The CPA defines “sale” as “the exchange of personal data for monetary or other valuable consideration by a controller to a third party.” While this definition’s use of “valuable consideration” expands “sale” beyond purely monetary transactions, making it more like the definition in the CCPA than the VCDPA, the CPA includes several express exclusions from its definition of sale, including (1) “[t]he disclosure of personal data to a third party for purposes of providing a product or service requested by the consumer,” (2) “[t]he disclosure or transfer of personal data to an affiliate of the controller,” and (3) “[t]he disclosure of personal data: (a) [t]hat a consumer directs the controller to disclose or intentionally discloses by using the controller to interact with a third party; or (b) [i]ntentionally made available by a consumer to the general public via a channel of mass media.”

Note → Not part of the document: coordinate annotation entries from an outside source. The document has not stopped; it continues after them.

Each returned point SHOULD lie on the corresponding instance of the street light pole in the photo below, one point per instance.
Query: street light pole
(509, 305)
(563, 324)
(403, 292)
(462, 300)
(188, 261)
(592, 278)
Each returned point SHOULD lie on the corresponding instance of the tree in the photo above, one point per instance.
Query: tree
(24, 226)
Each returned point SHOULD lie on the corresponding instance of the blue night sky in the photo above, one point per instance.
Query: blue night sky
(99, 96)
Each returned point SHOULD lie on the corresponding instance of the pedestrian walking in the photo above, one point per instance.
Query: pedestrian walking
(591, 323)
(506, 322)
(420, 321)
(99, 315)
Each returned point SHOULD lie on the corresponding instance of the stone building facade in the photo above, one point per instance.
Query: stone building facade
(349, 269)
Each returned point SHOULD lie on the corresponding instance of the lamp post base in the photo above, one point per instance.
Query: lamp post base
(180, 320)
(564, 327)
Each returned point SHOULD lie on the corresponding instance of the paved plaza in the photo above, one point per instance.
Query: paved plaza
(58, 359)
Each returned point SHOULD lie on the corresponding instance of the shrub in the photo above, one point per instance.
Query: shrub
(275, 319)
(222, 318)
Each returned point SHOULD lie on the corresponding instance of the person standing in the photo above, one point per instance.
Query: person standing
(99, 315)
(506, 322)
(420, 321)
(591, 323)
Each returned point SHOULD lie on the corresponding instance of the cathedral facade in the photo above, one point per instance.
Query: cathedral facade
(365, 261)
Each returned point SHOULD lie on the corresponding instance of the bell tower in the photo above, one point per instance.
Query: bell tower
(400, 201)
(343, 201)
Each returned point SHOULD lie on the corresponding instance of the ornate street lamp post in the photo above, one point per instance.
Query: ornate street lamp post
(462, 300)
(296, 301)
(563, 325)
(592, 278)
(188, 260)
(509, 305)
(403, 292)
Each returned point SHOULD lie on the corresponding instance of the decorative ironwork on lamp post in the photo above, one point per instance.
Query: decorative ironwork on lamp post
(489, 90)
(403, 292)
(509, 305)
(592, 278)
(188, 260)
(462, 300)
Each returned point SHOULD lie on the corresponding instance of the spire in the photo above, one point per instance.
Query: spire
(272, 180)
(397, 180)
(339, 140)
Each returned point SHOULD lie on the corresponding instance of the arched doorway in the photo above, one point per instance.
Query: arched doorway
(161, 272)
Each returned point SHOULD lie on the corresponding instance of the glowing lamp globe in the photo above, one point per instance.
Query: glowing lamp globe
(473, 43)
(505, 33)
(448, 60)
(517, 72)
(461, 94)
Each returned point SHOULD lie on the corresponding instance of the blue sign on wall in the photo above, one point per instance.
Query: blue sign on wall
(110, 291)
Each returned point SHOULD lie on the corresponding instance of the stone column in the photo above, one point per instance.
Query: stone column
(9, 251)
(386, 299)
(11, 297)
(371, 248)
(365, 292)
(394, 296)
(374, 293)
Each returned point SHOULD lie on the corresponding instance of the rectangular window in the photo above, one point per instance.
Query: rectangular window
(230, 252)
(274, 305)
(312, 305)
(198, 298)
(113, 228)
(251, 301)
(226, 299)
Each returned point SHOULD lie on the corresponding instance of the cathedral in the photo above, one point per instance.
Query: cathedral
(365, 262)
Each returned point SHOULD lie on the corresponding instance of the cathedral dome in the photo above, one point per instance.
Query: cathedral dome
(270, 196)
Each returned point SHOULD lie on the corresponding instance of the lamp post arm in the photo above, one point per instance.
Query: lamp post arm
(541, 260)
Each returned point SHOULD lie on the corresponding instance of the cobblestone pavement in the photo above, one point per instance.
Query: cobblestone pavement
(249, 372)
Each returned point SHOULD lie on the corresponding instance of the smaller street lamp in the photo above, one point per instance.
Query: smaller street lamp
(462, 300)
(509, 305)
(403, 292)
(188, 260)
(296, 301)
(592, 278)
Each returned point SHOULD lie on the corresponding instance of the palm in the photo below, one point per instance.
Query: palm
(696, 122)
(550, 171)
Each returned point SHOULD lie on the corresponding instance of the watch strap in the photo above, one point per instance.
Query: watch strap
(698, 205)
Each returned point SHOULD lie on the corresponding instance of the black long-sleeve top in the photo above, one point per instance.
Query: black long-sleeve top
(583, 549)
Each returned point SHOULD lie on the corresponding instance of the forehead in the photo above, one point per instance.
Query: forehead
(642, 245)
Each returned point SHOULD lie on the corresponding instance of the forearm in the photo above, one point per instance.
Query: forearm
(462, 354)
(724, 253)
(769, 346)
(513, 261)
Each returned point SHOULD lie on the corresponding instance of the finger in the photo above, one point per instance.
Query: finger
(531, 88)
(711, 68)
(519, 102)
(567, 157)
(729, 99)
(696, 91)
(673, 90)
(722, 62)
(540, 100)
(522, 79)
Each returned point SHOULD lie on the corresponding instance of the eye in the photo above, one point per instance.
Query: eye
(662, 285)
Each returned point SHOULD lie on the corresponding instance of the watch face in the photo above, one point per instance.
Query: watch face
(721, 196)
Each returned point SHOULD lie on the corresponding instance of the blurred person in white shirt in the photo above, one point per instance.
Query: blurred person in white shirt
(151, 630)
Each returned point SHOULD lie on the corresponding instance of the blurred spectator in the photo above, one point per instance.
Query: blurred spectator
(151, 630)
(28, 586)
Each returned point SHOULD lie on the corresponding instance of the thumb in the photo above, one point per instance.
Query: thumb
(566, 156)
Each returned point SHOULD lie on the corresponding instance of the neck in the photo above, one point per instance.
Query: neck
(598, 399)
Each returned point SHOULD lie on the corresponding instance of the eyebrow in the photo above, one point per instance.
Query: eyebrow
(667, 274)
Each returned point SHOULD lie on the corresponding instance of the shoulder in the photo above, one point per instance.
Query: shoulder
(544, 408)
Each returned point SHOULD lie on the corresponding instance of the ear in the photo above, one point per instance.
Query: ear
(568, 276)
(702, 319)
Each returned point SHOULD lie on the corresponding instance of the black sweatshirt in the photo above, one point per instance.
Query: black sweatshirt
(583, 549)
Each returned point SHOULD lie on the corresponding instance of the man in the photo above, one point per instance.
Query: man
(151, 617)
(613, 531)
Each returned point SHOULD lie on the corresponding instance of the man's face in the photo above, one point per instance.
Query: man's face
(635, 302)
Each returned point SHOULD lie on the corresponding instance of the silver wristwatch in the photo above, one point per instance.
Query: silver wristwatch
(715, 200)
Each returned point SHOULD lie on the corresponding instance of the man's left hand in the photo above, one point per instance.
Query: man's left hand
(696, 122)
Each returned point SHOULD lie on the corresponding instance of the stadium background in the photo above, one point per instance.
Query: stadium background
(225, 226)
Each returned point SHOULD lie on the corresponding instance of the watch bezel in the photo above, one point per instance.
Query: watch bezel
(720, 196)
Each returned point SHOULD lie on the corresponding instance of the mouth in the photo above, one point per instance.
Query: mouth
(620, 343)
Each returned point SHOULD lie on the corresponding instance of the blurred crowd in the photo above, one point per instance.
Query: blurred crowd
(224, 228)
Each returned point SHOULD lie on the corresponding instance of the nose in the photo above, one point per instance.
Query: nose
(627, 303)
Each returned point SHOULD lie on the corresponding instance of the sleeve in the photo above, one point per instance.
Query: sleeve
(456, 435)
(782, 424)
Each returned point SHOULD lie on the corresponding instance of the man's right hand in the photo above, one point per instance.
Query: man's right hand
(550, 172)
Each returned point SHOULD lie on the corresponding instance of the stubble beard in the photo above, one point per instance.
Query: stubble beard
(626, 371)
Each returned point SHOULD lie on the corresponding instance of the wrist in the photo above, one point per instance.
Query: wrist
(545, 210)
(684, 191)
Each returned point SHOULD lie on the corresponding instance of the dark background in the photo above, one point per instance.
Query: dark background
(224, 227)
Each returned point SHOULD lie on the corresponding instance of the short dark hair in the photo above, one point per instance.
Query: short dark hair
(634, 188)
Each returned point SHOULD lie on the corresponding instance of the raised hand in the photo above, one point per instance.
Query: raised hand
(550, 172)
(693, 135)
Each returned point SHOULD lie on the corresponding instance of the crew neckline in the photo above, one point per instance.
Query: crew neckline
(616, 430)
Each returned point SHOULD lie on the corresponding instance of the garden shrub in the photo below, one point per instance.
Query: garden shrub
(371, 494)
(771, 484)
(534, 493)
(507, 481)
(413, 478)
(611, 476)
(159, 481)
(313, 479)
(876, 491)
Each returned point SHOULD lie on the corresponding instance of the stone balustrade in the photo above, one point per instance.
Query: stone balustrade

Like the VCDPA, the CPA does not create a separate enforcement agency and does not establish private right of action for the consumer. Rather, enforcement of the CPA sits with Colorado’s Attorney General and district attorneys. Specifically, prior to initiating an enforcement action under the CPA, the controller or processor will be provided a 60-day cure period to rectify noncompliance. This cure period will only be provided until January 1, 2025. If the controller or processor continues to violate the CPA after the 60-day cure period, the noncompliance is considered a deceptive trade practice, and the Attorney General or a district attorney is authorized by the CPA to initiate action and seek damages of up to $20,000 per violation for up to a total of $500,000 for a related series of violations, notably higher than the per violation penalties under the CCPA and VCDPA.
The Colorado Legislature passed the CPA on June 8, 2021. The act will take effect beginning July 1, 2023, unless Governor Polis vetoes the bill within 10 days of its transmission to his office.
The CPA melds obligations from a variety of data privacy legislation, and compliance takes time. Organizations should determine applicability as soon as feasible. Organizations within the CPA’s scope should allocate costs and time to implement any necessary changes to ensure compliance by July 1, 2023. For example, covered organizations should (1) create and/or update a comprehensive data inventory that provides insight into both the types of data involved and nature of each processing activity, (2) take steps to segregate sensitive data, and (3) implement a framework for managing consents and conducting data protection impact assessments. In developing any compliance program for the CPA, businesses should also keep in mind the potential impact of comprehensive data privacy legislation pending in states such as Massachusetts and North Carolina.